The remainder of the book is devoted to the current situation, beginning with the thoroughgoing version of the warfare thesis espoused by the so-called New Atheists. Ronald L. Numbers and Jeff Hardin express surprise that the New Atheists do not appeal to history to support the warfare thesis, but they overlook the most obvious explanation: that the New Atheists assume that the warfare thesis follows from general epistemological principles and thus requires no historical support. In contrast to the New Atheists are the writers dubbed the Neo-Harmonists by Peter Harrison—the sociologist Rodney Stark, the molecular biologist Denis Alexander, and the geneticist Francis Collins—who reject the warfare thesis both as a descriptive account and as a normative model.
The final four chapters assess the current reception of the warfare thesis among historians, scientists, social scientists, and the public. They proceed in different ways. John Hedley Brooke’s chapter on “Historians” discusses a series of historical studies on science and religion over the past fifty years, while Elaine Howard Ecklund and Christopher P. Scheitle’s chapter on “Scientists” and John H. Evans’s chapter on “The View on the Street” examine relevant survey data, and Thomas H. Aechtner’s chapter on “Social Scientists” evaluates the presentation of the relationship between science and religion in introductory anthropology and sociology material at the college level. A similar chapter on journalists would have been welcome here.
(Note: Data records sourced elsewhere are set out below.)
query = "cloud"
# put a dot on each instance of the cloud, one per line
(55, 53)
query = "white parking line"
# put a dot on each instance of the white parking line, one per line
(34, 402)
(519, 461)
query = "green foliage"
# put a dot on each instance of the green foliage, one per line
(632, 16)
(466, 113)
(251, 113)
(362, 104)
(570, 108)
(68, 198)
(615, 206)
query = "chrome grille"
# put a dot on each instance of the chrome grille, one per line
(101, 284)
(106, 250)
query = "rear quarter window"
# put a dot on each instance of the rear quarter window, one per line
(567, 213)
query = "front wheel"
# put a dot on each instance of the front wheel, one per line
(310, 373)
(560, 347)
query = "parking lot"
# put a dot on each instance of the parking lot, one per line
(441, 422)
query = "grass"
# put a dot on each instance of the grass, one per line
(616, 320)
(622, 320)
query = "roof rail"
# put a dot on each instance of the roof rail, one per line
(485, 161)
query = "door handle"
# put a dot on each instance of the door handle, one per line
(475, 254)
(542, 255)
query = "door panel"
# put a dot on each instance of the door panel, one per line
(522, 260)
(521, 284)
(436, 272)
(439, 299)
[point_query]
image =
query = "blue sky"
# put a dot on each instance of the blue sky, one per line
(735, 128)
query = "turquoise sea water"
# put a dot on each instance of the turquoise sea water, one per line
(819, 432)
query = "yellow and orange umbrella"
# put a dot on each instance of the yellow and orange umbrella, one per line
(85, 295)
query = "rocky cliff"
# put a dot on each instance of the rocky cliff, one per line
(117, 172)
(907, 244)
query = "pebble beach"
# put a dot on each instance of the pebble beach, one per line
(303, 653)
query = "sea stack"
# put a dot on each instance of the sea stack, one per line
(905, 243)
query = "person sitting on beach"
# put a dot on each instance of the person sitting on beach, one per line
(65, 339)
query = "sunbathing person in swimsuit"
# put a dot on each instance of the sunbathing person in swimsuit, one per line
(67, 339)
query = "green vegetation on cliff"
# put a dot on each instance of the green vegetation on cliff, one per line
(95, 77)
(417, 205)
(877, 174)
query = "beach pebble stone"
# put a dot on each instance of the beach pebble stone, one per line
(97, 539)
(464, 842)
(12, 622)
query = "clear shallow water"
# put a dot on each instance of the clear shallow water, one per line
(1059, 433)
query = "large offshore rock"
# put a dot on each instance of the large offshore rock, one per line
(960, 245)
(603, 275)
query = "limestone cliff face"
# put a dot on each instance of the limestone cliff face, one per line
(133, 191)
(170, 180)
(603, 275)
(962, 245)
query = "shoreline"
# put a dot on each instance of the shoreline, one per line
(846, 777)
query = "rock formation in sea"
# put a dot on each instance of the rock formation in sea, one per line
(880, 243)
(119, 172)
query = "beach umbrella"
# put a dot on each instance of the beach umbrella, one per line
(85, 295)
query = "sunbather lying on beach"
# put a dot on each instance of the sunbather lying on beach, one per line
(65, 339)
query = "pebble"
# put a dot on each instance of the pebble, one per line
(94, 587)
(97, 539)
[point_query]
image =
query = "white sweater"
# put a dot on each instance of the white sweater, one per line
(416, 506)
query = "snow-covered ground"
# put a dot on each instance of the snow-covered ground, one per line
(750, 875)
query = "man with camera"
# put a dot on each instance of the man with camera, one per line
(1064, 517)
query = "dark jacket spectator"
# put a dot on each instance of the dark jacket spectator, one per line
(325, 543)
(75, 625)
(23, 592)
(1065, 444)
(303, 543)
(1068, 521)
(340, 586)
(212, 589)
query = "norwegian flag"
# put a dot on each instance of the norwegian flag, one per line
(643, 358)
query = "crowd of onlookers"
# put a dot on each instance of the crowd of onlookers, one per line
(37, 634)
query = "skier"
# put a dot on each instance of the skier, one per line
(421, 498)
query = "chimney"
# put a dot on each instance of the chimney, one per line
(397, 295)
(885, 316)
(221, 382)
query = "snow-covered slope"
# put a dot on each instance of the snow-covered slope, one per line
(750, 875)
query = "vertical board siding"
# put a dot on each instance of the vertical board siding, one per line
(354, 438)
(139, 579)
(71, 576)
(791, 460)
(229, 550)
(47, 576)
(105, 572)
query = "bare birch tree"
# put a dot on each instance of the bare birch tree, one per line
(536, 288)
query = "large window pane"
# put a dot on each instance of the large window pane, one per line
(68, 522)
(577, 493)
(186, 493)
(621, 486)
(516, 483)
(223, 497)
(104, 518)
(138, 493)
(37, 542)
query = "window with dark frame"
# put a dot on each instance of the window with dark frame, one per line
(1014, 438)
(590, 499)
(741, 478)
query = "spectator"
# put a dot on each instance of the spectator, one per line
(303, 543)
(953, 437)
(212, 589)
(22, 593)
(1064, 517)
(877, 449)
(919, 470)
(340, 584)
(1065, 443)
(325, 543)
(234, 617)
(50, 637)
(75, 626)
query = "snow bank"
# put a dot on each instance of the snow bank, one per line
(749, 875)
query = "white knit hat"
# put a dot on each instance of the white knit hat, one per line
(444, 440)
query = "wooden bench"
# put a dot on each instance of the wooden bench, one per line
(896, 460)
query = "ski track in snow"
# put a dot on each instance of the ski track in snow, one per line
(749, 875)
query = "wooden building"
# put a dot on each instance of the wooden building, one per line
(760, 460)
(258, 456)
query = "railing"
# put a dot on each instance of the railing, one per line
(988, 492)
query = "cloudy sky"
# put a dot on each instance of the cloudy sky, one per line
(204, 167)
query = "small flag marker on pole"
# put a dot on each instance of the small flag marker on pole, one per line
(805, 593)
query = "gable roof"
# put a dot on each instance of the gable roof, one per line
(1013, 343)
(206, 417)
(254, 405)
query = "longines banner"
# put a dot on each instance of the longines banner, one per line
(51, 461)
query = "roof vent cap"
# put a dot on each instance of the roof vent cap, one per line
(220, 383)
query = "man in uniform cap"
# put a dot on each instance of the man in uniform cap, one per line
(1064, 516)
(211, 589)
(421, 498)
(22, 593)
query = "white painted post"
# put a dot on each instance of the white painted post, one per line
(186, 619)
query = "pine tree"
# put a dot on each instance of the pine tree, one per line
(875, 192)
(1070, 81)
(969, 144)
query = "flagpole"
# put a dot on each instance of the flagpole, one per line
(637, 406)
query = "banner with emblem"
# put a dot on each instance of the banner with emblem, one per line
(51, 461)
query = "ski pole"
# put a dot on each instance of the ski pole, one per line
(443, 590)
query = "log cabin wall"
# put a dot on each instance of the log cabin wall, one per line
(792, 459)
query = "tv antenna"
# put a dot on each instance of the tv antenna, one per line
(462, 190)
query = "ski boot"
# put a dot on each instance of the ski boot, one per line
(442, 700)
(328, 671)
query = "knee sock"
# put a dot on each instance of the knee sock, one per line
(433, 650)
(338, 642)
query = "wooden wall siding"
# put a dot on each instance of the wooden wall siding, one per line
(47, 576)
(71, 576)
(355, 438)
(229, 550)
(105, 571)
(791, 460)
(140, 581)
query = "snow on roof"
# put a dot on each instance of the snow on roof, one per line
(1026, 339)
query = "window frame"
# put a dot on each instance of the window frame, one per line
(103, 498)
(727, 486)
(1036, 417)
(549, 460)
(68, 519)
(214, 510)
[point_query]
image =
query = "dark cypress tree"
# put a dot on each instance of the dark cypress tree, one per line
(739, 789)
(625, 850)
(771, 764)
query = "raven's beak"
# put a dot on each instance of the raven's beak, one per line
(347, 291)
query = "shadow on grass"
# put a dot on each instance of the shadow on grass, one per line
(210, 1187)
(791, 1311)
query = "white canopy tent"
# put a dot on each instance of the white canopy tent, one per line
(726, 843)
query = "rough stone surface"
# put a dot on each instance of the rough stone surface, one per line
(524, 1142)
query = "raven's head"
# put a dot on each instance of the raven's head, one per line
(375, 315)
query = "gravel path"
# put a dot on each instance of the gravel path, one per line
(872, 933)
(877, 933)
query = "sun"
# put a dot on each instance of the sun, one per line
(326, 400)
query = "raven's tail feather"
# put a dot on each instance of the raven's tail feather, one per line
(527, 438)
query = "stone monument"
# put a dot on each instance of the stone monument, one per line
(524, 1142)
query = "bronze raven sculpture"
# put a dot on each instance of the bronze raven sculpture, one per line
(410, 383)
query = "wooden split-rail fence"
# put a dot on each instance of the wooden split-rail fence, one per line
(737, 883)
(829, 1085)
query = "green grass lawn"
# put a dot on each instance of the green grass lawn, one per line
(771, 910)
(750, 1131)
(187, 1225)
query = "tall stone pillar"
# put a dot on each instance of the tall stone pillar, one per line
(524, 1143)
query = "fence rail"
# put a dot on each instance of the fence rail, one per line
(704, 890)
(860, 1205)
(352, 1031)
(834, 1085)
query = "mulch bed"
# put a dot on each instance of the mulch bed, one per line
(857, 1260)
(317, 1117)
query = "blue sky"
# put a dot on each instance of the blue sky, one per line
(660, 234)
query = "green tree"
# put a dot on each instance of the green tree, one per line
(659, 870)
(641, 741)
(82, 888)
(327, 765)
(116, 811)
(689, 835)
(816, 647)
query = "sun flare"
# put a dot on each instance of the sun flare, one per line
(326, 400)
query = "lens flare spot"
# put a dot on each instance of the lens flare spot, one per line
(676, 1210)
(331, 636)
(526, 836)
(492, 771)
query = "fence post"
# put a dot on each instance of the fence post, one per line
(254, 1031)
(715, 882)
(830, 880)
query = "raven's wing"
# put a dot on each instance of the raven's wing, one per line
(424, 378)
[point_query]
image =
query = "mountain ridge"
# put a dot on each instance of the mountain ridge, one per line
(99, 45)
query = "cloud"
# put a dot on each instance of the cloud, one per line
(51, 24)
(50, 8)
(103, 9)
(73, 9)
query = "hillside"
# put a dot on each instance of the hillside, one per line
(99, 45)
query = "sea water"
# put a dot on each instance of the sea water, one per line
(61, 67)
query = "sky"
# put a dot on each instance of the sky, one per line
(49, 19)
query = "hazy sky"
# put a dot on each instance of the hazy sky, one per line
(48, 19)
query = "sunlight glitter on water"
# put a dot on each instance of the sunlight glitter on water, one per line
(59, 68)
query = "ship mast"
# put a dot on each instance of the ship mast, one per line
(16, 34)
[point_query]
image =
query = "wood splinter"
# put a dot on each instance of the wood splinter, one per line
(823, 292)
The Warfare between Science and Religion is amply successful in its project of providing a historical understanding of the warfare thesis—or, better, of the warfare theses—over a broad historical and ideological range, through a series of accessible and interesting chapters. And it is a vitally important project, considering the persistence of conflicts involving science and religion in the United States. A majority (60 percent) of the 59 percent of Americans who acknowledge a conflict between their religion and science in the Wellcome survey said that they would side with their religion in the event of such a conflict. These conflicts are difficult enough to resolve without the belief that they result from a predestined opposition between science and religion.
Glenn Branch is Deputy Director of the National Center for Science Education.